You then have platform providers that roll-up a bunch of those technologies into as near as you can get to an end-to-end toolkit for building and implementing conversational agents.
But even platform providers themselves have diverged in a number of ways:
Some companies are targeting specific industries, like Nuance for healthcare, SoundHound for automotive, Kasisto and Clinc for banking, Hi Auto for quick service restaurants and Converse360 for local government.
You then have some platform providers who have a stand-off, self-service approach like Boost AI, where the platform is a tool to be used, without much need for support from the platform providers.
Others have a more involved, hands-on approach, like Poly AI where, if you want, a whole team of designers and engineers will design, build and manage your whole service for you.
You then have some platforms that are intended to be low-code and accessible like MindSay.
Others require more technical skills, but are more powerful, like Teneo.
Divergence is unavoidable
You see, the industry is diverging because all of these providers are trying to find a space in the market that hasn’t been taken yet. It’s the only way you can differentiate.
“We do call centres better than anyone else” is a very specific message that means something to someone looking to automate calls.
“Voice AI for drive-through” is an easier sell to that specific market than “general tool that you can use for whatever you like”.
The value of diverging conversational AI technology
There’s obvious value in these differentiated and divergent approaches. An NLU trained on thousands or millions of drive-through ordering conversations is going to perform much better than an general NLU trained on a few sample utterances pulled out of a designer’s head.
Other providers that focus on specific industries are able to offer more compelling services that solve the specific needs of that industry. Webio’s ability to handle specific debt collection conversations, make outbound debt recovery calls and even take payments, is a tremendously compelling offering, compared to the build-it-yourself alternative.An NLU trained on thousands or millions of drive-through ordering conversations is going to perform much better than an general NLU trained on a few sample utterances pulled out of a designer's head. Click To Tweet
Queue conversational AI convergence
Even though there’s value to be found in this divergent and differentiated approach, I can’t help but feel like we’ll converge eventually.
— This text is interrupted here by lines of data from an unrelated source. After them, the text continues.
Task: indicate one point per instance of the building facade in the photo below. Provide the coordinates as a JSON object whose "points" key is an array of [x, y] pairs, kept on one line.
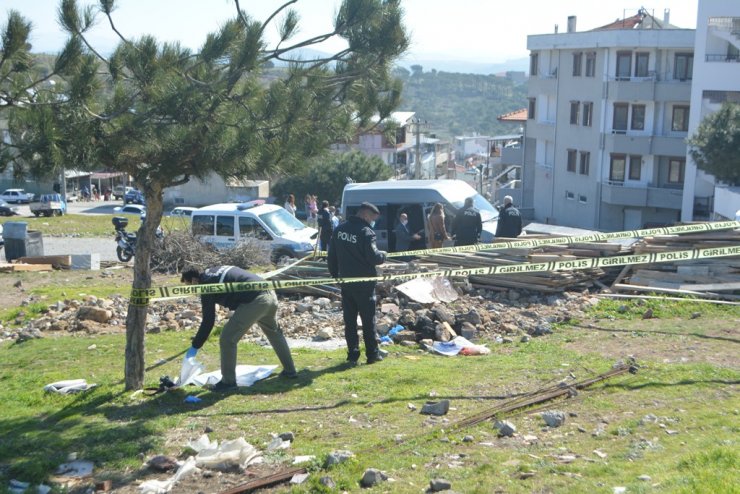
{"points": [[607, 121], [716, 80]]}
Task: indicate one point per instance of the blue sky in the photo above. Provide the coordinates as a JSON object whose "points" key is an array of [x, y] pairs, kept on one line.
{"points": [[479, 30]]}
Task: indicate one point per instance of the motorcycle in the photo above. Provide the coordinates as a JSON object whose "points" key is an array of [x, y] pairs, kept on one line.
{"points": [[126, 241]]}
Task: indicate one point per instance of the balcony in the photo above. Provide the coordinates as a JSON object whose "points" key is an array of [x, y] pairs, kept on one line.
{"points": [[619, 194], [627, 143], [512, 156], [668, 146], [674, 90], [541, 130], [631, 89]]}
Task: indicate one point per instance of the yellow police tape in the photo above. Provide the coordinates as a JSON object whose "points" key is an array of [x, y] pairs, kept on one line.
{"points": [[144, 296]]}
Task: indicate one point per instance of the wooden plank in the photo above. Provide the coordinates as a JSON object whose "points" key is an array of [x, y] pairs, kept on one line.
{"points": [[12, 268], [63, 261]]}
Those who specialise in one industry, like MindSay and hospitality, will shift into other industries. We’ve saw that with Hyro. There’s simply too much opportunity to stay vertical-specific. Vertical-specific solutions, though they solve specific problems, they limit growth.
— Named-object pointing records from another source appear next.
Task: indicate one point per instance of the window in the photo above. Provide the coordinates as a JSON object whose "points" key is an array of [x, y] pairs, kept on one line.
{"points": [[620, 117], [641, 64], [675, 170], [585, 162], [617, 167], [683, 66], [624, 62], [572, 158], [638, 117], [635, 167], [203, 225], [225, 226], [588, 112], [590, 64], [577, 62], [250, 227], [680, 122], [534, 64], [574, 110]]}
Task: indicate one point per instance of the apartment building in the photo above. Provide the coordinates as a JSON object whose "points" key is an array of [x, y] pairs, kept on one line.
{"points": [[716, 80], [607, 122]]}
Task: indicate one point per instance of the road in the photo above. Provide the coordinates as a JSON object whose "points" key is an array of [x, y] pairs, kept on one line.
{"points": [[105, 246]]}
Those who have proprietary technology will integrate with other more generic capabilities, and those generic capabilities will begin allowing further training and customisation.
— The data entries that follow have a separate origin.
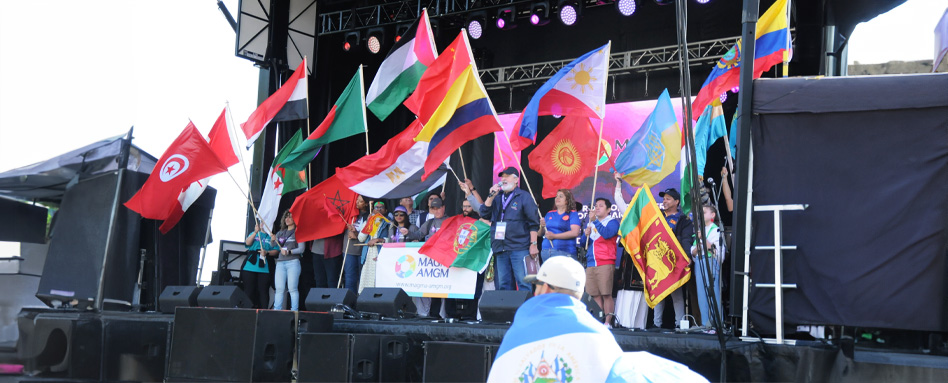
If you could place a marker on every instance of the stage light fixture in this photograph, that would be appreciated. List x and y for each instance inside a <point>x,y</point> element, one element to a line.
<point>540,13</point>
<point>569,12</point>
<point>626,7</point>
<point>505,18</point>
<point>352,40</point>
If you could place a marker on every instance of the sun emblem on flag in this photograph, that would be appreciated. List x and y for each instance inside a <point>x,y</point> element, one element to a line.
<point>582,77</point>
<point>566,158</point>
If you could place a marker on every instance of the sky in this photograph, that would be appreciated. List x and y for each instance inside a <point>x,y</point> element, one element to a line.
<point>75,72</point>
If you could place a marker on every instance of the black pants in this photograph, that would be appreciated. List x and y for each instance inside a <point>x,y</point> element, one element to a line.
<point>257,287</point>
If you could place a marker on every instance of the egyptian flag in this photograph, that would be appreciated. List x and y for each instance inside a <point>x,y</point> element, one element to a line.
<point>395,170</point>
<point>399,73</point>
<point>286,104</point>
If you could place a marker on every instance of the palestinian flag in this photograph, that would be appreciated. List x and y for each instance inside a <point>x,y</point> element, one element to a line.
<point>346,118</point>
<point>655,251</point>
<point>399,73</point>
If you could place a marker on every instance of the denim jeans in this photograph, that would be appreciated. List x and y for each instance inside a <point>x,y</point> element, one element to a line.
<point>510,270</point>
<point>287,278</point>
Those who have a hands-on approach will develop a hands-off approach as the market acquires more skills, and those with a hands-off approach will develop a hands-on approach as they expand into new markets, industries and geographies.
This will likely lead to further acquisitions as provider X looks for shortcuts into market Y by buying provider Z. We’ll be left with a bunch of technology that can be used for whatever you need it for, whatever your industry or maturity level or budget.
It’s all swings and roundabouts.
This technology and this market is a moving beast that’ll continue to move into the future, and so the most important thing businesses can do today, is to not concern yourself with the technology too much. Focus on your business requirements and, importantly, agility. Be prepared to switch providers, try new solutions and not get stuck in your ways or with a single provider indefinitely.
For technology providers, finding a specialism to differentiate yourself will get you into the market, but be prepared for a big battle ahead as others encroach into your territory. Flexibility in your approach, and constant capability and industry expansion is going to be crucial.
As for what we’ll call it, my bet is on NLP.